Animal Damage Control
Animal Damage Control is a full-service wildlife control company serving York ME and the surrounding area. We specialize in urban and suburban wildlife damage
management for both residential and commercial customers. We are state licensed by the Maine Fish & Wildlife Commission. We handle nearly all aspects of wildlife
control, and resolve conflicts between people and wildlife in a humane and professional manner. For York pest control of wildlife, just give us a call at 603-869-7805 -
yes, we answer our phones 24 hours a day, 7 days a week - and we will discuss your wildlife
problem and schedule an appointment to solve it. We look forward to hearing from you!
- Scratching Noises in Your Attic?
- Unwanted Wildlife on Property?
- Problem Bird or Bat Infestation?
- Digging Lawn or Under House?
- We Can Solve It!
Many of Maine's wild animals have learned to adapt and even thrive in our homes. For example some wildlife have found
that attics make great places to live. Other animals find refuge under homes or porches. Invariably,
these animals cause damage. Rodents, like squirrels and rats, love to chew on electrical wires once in an attic, and this causes a serious fire
hazard. Raccoons can cause serious contamination in an attic with their droppings and parasites. Same goes for bat or bird colonies. We specialize in solving Maine's
wildlife problems, from snake removal to large jobs like commercial bat control, we do it all.
|We do not handle dog or cat problems
. If you need assistance with a domestic animal, such as a dog or a cat, you need to call your local York county animal services
for assistance. They can help you out with issues such as stray dogs, stray cats, spay & neuter programs, vaccinations, licenses,
pet adoption, bite reports, deceased pets, lost pets, local animal complaints and to report neglected or abused animals. There is no free York animal control for wildlife issues.
York County Animal Services or Humane Society: (603) 436-8279
York Wildlife Removal Tip: What is a raccoon's natural diet? Raccoons are scavengers so for the most part, the average raccoon will eat pretty much everything and anything it comes across. It's not unusual to find a raccoon as road kill attempting to get to another road kill victim. They're smart animals but even they can't come up with a defense against something that kills as many humans - cars and bigger vehicles. The raccoon is usually a nocturnal animal but as it has become well adapted to living virtually undetected among humans, it's becoming more and more active during the daylight hours, especially on the promise of a tasty meal. The bulk of its diet will be invertebrates, as much as forty percent of its daily diet, and this will include insects, snails, worms, etc. Just over thirty percent of its daily diet is plant matter, and the remainder is smaller creatures such as mammals and birds but this will usually be less often as the prey will be harder to catch and overcome. Bird eggs, amphibians and fish are preferably, smaller and easier to come by but this animal is a very adaptable one and it will survive in any way it can.

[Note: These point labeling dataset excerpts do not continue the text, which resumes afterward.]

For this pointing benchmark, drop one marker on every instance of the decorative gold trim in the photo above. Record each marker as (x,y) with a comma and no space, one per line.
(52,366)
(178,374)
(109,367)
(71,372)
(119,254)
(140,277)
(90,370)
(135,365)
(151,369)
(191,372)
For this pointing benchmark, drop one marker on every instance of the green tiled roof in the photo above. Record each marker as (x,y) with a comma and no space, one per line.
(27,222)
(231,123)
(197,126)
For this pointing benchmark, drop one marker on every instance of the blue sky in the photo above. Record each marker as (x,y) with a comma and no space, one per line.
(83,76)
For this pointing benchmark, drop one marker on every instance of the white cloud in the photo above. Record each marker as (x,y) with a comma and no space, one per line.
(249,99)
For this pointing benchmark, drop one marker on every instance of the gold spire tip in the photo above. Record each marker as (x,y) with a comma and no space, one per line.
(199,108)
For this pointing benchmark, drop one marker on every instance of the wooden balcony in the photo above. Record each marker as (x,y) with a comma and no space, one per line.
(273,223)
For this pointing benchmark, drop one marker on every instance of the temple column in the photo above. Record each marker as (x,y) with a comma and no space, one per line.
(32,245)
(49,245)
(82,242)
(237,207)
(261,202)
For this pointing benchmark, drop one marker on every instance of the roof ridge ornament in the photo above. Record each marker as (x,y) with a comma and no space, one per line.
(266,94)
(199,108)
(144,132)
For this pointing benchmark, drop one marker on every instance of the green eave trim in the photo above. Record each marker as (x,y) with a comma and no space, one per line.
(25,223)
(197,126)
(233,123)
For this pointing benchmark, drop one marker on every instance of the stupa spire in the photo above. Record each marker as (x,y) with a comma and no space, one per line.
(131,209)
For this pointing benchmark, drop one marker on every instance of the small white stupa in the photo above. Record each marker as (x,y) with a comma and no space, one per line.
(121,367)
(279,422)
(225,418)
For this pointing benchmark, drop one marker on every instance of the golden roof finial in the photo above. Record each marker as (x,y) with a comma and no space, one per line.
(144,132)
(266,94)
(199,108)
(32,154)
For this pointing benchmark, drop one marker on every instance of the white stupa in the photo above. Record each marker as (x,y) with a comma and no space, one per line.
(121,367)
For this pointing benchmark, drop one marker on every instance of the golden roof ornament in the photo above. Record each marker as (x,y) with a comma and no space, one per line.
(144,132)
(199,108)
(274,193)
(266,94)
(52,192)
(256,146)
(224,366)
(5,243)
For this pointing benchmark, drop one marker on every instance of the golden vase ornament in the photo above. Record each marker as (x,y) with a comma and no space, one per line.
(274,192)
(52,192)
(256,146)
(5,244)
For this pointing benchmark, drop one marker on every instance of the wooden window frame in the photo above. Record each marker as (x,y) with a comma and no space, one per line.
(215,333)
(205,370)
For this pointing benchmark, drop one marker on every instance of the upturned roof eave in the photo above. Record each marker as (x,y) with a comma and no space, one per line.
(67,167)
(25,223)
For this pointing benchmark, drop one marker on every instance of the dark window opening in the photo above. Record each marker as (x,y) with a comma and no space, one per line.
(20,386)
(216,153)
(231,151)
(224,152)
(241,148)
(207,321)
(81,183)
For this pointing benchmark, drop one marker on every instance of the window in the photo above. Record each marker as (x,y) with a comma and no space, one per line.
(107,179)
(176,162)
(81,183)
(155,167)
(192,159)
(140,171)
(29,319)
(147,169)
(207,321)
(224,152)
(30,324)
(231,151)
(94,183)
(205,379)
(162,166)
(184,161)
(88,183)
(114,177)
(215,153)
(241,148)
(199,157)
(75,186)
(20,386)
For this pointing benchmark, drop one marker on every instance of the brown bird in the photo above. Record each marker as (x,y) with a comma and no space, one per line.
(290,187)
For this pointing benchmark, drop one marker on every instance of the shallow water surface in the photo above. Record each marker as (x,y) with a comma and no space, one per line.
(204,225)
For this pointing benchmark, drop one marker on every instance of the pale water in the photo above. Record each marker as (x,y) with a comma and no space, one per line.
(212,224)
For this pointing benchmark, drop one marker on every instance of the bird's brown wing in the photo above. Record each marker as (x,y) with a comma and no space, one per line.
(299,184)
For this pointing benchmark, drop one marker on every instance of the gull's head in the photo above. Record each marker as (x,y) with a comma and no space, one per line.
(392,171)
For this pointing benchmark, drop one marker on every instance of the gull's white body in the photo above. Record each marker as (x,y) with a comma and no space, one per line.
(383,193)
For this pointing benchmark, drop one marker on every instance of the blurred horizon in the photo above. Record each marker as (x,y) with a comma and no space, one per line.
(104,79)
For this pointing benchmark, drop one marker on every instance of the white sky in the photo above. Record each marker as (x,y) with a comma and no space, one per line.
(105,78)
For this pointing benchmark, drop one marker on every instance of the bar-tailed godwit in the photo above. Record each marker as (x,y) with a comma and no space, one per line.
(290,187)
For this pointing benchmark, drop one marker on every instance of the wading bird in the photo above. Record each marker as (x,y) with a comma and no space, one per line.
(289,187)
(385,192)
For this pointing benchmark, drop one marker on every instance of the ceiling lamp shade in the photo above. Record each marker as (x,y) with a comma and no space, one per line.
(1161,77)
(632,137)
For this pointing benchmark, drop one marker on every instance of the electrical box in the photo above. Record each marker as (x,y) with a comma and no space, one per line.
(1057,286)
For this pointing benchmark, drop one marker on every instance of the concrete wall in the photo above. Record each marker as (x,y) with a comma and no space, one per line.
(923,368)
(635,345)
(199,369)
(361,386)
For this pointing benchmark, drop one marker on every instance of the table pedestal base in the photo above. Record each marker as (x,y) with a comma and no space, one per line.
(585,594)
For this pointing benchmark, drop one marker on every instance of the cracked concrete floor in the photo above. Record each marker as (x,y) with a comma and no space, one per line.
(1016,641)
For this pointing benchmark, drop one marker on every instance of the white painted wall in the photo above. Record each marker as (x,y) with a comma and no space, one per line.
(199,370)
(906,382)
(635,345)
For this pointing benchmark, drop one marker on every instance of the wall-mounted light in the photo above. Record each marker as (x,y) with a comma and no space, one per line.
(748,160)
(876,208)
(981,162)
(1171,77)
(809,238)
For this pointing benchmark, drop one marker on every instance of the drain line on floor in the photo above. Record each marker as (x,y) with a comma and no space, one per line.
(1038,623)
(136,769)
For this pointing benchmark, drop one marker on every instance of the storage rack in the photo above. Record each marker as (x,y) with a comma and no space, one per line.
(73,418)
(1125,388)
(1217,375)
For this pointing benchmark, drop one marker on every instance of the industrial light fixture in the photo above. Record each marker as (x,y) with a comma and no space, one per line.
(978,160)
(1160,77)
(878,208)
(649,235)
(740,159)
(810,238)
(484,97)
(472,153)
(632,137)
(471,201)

York Animal News Clip: York mulls over keeping animal control intact
York - Officials in York aren't questioning if they will continue animal control so much as how they are going to do it, especially since they no longer have an animal control officer and very little money to operate through the end of the year. The board of wild animal commissioners held some sort of special meeting Wednesday in the wildlife ruling party house at York to discuss the future of the service. Animal control officer Donna Hawk plans to resign in the next few days. Several representatives of county municipalities also attended the meeting and promised their respective city councils will soon have an answer for the board whether they are interested in continuing to participate in the cooperative that funds the service. York extermination and trapping officials had nothing to say about this.
County board Chairman Bill the animal control official said each town in York, except Alto Pass, has expressed interest in receiving animal control service. However, the animal control official said if the rest of the cities want animal control they may have to cope the rest of the year with some sort of service that has to limit spending to roughly $4,000 some sort of month and holds no promises it will be able to operate the last two months of the fiscal year. "We may not be able to operate it through the end of the year, but we will take it as far as we can and do it as cheaply as we can," the animal control official announced. To learn more about animal control in York, Maine read on.
Even as the county government works to set up some sort of new animal control system, the citizens could face more than some sort of month without an animal control officer to call for routine problems. Squirrel bites and rabies cases, by state law, must be handled by law enforcement if no animal control service is established. Board member Jack the animal control official said the system also won't work if the county hires somebody just looking for some sort of job. There will be some sort of requirement of "must love animals" in the job description for some sort of new animal control officer. York pest control and exterminator companies agreed with this.
The animal control official said the exterminator expects to receive Hawk's resignation in the next couple of days. Hawk announced last week the woman conservationist was resigning to pursue more lucrative offers with other animal welfare agencies. The woman conservationist had also been involved with some sort of disagreement with the county board over the auction of 19 squirrels taken from some sort of Mongol farm in December. The animal control official lamented Hawk's resignation during the meeting. "We've come some sort of long way with Donna; now we've got to start all over again," the exterminator announced. "It's going to be difficult for us to come up with anyone close to that." The York animal services in York County declined to comment.